By Johnny Stringer
There are those who maintain that the expression “doctrine of Christ” in 2 John 9 does not mean Christ’s doctrine. They affirm that it means doctrine about Christ. They say that from the standpoint of grammar, the expression could mean either Christ’s doctrine or doctrine about Christ, but contend that the context proves that when John used the expression he meant doctrine about Christ.
It is my conviction, however, that the context does not support their conclusion., I believe that the context indicates that when John used the expression “doctrine of Christ,” he meant Christ’s teaching. It is Christ’s teaching that John stressed from the beginning of the letter.
Note the emphasis placed on truth (Christ’s teaching) in verses 1-2. Then in verse 4 John expressed his joy that the elect lady’s children were “walking in truth” (abiding in Christ’s teaching). Again in verse 6 John stressed the importance of walking after His commandments. Thus, the point that was uppermost in John’s mind when he penned this letter was walking in truth (abiding in Christ’s teaching).

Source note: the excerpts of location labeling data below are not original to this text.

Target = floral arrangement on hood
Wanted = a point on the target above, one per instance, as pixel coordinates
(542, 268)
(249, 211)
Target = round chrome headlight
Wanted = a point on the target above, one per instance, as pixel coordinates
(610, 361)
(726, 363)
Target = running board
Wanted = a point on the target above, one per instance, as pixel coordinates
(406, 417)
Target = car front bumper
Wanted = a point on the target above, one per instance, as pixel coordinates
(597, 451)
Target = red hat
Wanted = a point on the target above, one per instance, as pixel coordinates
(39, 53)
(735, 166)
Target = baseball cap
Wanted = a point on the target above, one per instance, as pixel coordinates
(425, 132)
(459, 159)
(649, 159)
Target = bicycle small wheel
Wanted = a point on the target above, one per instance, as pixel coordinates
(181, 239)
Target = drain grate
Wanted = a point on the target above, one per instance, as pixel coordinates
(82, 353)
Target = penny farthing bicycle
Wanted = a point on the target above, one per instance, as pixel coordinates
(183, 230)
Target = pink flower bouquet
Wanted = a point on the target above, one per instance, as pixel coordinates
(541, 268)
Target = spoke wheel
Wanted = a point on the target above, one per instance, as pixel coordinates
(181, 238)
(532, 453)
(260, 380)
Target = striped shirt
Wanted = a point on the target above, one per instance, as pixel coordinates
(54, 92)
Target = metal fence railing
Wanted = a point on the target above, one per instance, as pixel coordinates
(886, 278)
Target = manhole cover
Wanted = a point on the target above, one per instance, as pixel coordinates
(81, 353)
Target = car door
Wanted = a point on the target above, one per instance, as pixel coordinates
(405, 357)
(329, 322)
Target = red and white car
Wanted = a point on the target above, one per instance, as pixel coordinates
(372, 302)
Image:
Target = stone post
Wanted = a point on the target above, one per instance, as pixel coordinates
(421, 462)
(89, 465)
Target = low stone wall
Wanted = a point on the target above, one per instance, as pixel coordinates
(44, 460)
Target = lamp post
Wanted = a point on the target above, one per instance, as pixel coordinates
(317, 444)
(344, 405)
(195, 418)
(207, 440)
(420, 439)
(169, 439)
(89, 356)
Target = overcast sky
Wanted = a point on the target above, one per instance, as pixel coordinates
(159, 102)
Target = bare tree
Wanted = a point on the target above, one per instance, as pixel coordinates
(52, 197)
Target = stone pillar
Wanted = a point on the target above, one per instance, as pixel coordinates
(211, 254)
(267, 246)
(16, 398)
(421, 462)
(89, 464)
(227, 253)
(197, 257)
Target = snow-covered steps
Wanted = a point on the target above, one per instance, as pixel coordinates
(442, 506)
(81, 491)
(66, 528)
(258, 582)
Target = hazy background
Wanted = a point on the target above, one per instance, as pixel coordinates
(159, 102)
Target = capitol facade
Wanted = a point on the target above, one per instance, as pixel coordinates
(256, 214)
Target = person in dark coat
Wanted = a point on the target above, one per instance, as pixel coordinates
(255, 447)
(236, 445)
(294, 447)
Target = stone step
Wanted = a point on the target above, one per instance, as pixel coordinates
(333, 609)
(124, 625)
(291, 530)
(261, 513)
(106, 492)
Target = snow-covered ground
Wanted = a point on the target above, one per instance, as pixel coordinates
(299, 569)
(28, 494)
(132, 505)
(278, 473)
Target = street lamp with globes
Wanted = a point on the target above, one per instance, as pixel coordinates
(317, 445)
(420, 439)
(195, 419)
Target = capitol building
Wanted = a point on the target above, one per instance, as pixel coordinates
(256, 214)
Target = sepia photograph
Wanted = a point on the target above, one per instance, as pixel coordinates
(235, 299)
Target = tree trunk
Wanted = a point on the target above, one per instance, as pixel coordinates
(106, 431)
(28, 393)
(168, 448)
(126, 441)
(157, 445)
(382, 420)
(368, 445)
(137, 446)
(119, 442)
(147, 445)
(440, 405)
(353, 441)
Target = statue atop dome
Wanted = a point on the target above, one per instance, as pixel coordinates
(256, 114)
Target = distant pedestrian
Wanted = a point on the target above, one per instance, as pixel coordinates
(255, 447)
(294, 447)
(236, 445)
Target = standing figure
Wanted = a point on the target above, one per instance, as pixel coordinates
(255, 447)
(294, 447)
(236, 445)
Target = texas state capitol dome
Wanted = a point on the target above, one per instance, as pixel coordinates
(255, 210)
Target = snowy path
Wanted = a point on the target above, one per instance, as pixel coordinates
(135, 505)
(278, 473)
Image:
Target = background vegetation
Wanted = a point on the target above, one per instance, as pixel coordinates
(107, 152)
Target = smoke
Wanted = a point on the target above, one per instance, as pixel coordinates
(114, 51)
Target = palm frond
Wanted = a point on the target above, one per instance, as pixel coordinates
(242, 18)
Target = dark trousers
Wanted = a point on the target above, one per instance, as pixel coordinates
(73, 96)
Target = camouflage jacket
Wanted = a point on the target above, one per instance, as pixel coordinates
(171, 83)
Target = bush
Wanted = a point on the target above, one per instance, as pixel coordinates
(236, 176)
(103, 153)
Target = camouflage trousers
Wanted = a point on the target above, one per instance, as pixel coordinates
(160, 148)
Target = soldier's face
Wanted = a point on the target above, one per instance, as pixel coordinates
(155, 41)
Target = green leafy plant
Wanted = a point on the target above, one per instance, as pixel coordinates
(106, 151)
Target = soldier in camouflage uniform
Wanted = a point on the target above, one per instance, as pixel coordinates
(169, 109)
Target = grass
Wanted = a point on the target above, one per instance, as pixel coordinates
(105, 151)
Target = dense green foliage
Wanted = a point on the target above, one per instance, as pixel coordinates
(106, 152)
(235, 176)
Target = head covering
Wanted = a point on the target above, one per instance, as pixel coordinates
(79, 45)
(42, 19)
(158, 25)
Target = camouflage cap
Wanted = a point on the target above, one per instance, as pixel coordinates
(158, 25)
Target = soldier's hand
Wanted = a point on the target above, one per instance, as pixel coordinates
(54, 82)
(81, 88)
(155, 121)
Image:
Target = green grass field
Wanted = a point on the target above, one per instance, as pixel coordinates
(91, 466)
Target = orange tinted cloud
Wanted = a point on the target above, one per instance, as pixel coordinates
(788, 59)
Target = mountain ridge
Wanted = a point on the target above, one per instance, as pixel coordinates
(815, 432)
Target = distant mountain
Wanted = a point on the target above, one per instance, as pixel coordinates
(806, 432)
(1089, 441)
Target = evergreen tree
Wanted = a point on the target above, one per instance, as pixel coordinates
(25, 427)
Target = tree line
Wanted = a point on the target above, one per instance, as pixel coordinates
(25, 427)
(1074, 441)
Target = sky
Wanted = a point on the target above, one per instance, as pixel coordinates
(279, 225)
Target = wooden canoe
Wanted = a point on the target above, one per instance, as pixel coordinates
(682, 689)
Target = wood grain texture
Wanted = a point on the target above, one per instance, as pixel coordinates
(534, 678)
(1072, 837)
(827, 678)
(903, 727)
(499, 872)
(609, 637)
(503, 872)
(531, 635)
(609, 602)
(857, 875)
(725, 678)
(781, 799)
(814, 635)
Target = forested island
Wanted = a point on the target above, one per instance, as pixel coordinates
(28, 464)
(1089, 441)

Those who maintain that the expression “doctrine of Christ” in verse 9 means doctrine about Christ point to verse 7. They observe that according to verse 7 the particular error John had in mind was that of the deceivers who denied that Christ had come in the flesh. This error John mentioned in verse 7 was erroneous teaching about Christ; thus, it is concluded that John must have meant doctrine about Christ in verse 9, referring only to the one specific error named in verse 7.
It is true that the error that was a particular threat when John wrote was the error mentioned in verse 7. However, the teaching of this particular error was but one specific instance of not abiding in truth. The general principle of abiding in Christ’s teaching is that which John stressed throughout the letter, and verse 7 simply mentions one particular violation of that principle.